A bill introduced in the U.S. Senate would expand telehealth coverage for Medicare beneficiaries and other patients in underserved areas, according to an announcement from Mississippi Sen. Thad Cochran, one of its sponsors.
The "Telehealth Enhancement Act of 2014" (S.2662) is a companion bill to the House version (HR.3306).
S.2662 would waive statutory Medicare restrictions on telehealth services, including adjusting Medicare home health payments and giving patients access to nearby services through remote monitoring technology. It would extend telehealth coverage to critical access and sole-community hospitals regardless of metropolitan status. In some cases, more home-based video services for hospice care, home dialysis and homebound seniors would be covered.
It also would allow states to offer Medicaid coverage for telehealth services for women with high-risk pregnancies through birthing networks in which medical providers would treat conditions such as gestational diabetes and hypertension.
The Telehealth Enhancement Act has been referred to the Senate Finance Committee. Its companion bill is pending in the House Ways and Means Committee and the House Energy and Commerce Committee. HR.3306 has 20 bipartisan co-sponsors. Cochran and his co-sponsor, fellow Mississippi Republican Sen. Roger Wicker, also plan to seek bipartisan support.

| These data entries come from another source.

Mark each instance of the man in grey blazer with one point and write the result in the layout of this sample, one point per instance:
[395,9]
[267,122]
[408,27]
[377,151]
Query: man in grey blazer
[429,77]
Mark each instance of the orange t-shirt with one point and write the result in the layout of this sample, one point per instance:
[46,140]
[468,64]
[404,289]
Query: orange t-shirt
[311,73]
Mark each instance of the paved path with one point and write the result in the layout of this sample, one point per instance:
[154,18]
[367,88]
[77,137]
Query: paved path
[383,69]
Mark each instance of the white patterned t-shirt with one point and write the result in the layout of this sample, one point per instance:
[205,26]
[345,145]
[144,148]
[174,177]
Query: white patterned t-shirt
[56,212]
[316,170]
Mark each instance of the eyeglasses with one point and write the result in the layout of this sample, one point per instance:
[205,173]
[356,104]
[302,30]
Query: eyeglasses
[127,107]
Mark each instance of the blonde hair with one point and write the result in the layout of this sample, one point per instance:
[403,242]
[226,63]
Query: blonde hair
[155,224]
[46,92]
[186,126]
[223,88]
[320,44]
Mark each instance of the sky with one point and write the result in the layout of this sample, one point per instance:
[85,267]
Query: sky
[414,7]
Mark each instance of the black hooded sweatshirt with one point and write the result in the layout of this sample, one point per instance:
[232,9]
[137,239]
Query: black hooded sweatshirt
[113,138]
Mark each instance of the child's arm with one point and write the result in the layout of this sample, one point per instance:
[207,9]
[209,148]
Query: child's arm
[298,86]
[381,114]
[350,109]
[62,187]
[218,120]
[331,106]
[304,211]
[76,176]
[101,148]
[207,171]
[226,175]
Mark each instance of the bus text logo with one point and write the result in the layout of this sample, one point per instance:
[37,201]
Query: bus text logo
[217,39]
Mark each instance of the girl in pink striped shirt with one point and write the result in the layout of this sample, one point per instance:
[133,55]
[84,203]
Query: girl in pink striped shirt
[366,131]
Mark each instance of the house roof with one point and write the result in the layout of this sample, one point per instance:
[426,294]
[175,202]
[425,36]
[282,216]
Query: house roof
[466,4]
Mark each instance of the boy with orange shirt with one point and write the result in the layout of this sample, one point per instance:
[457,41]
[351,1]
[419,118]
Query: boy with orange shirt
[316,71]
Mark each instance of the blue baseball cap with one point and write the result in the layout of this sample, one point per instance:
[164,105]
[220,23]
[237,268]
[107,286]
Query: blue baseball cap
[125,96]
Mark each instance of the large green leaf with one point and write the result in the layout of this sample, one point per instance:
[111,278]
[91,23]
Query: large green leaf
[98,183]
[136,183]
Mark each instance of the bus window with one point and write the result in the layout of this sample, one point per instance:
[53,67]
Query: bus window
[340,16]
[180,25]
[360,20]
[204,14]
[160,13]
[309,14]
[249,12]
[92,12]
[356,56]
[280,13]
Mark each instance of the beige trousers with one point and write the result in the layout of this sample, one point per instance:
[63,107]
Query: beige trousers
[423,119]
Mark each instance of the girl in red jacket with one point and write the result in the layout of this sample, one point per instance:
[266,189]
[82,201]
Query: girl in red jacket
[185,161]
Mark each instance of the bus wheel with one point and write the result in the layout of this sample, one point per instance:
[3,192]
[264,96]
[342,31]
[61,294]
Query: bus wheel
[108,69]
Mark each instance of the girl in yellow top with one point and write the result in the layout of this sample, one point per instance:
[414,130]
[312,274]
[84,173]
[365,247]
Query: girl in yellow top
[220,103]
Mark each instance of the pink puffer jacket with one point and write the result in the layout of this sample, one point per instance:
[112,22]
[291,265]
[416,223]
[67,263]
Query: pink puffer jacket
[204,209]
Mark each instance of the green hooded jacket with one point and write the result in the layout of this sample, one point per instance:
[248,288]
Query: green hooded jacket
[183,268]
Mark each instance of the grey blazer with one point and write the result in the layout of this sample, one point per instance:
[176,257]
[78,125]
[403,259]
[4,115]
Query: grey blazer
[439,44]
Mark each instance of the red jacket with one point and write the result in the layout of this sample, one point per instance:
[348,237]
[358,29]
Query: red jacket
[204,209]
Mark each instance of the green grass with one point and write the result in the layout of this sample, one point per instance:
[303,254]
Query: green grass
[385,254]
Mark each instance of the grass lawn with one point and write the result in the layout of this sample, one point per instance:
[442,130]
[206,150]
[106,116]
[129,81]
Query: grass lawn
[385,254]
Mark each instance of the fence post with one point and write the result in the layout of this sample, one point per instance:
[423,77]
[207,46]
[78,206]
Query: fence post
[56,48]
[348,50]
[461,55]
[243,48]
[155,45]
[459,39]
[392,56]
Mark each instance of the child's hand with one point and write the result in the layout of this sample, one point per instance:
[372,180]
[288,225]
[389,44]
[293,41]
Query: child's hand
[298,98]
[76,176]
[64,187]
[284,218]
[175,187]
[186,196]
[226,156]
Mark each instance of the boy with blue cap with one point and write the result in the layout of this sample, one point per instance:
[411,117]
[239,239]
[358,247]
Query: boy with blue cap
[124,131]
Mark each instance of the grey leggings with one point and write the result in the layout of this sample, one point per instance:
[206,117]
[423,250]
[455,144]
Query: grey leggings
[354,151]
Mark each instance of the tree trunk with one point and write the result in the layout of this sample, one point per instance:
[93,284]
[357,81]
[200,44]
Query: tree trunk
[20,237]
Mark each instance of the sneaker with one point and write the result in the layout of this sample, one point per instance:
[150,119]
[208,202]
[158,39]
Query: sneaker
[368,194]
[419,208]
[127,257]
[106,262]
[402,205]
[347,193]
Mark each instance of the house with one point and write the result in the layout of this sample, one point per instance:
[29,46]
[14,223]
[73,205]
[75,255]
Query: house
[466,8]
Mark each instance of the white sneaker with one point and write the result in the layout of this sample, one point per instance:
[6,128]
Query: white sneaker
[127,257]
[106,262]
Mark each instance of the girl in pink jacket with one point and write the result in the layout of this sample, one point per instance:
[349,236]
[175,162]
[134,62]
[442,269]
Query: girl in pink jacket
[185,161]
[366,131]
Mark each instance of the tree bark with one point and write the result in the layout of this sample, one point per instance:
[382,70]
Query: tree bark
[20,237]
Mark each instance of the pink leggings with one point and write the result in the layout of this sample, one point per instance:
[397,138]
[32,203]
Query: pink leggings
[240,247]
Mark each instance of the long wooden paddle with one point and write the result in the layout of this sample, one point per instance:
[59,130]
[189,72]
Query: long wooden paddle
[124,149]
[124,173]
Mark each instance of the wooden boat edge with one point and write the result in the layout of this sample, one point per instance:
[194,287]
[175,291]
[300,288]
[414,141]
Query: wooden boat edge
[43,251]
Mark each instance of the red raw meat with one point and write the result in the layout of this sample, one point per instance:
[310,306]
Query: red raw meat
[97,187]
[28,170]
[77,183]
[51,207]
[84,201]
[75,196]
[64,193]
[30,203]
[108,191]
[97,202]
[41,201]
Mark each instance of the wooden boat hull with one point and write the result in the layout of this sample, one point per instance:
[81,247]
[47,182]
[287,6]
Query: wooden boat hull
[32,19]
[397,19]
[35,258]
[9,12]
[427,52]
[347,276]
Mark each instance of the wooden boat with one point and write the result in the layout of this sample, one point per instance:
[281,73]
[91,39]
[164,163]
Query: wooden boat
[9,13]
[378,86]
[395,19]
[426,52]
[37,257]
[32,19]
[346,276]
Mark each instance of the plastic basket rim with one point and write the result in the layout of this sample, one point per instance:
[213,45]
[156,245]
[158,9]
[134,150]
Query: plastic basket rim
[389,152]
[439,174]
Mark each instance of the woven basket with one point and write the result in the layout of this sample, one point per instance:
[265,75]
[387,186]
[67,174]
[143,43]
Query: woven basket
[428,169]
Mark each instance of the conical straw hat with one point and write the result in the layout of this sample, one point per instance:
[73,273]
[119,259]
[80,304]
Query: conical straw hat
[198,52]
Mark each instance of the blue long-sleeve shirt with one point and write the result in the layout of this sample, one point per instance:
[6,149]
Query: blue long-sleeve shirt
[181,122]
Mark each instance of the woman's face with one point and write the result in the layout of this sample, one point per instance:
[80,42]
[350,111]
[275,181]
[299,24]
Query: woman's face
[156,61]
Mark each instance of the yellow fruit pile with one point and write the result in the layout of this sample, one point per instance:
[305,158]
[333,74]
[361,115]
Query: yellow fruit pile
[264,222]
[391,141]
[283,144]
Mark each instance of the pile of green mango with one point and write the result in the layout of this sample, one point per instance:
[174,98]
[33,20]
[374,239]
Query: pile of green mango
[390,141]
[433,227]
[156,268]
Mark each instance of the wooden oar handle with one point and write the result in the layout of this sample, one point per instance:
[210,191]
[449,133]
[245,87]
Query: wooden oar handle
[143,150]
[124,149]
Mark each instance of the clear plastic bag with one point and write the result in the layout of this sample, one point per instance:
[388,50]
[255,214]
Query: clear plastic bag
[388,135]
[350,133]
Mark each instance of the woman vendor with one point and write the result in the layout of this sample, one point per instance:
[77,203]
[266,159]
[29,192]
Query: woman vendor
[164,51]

"S. 2662 includes several provisions that may see significant budget savings, and build on recent payment innovations such as accountable care organizations and other incremental budget-sensitive proposals. These bills are instrumental in demonstrating widespread congressional support and in prompting the Congressional Budget Office to provide a budget estimate," the American Telemedicine Association (ATA) said in a statement lauding the bill.
A similar House bill the "Medicare Telehealth Parity Act of 2014" would expand reimbursement for managing chronic health conditions including congestive heart failure, chronic obstructive pulmonary disease and diabetes.
The U.S. Department of Veterans Affairs also has drawn praise for making telemedicine a prominent part of its planned $16.3 billion overhaul.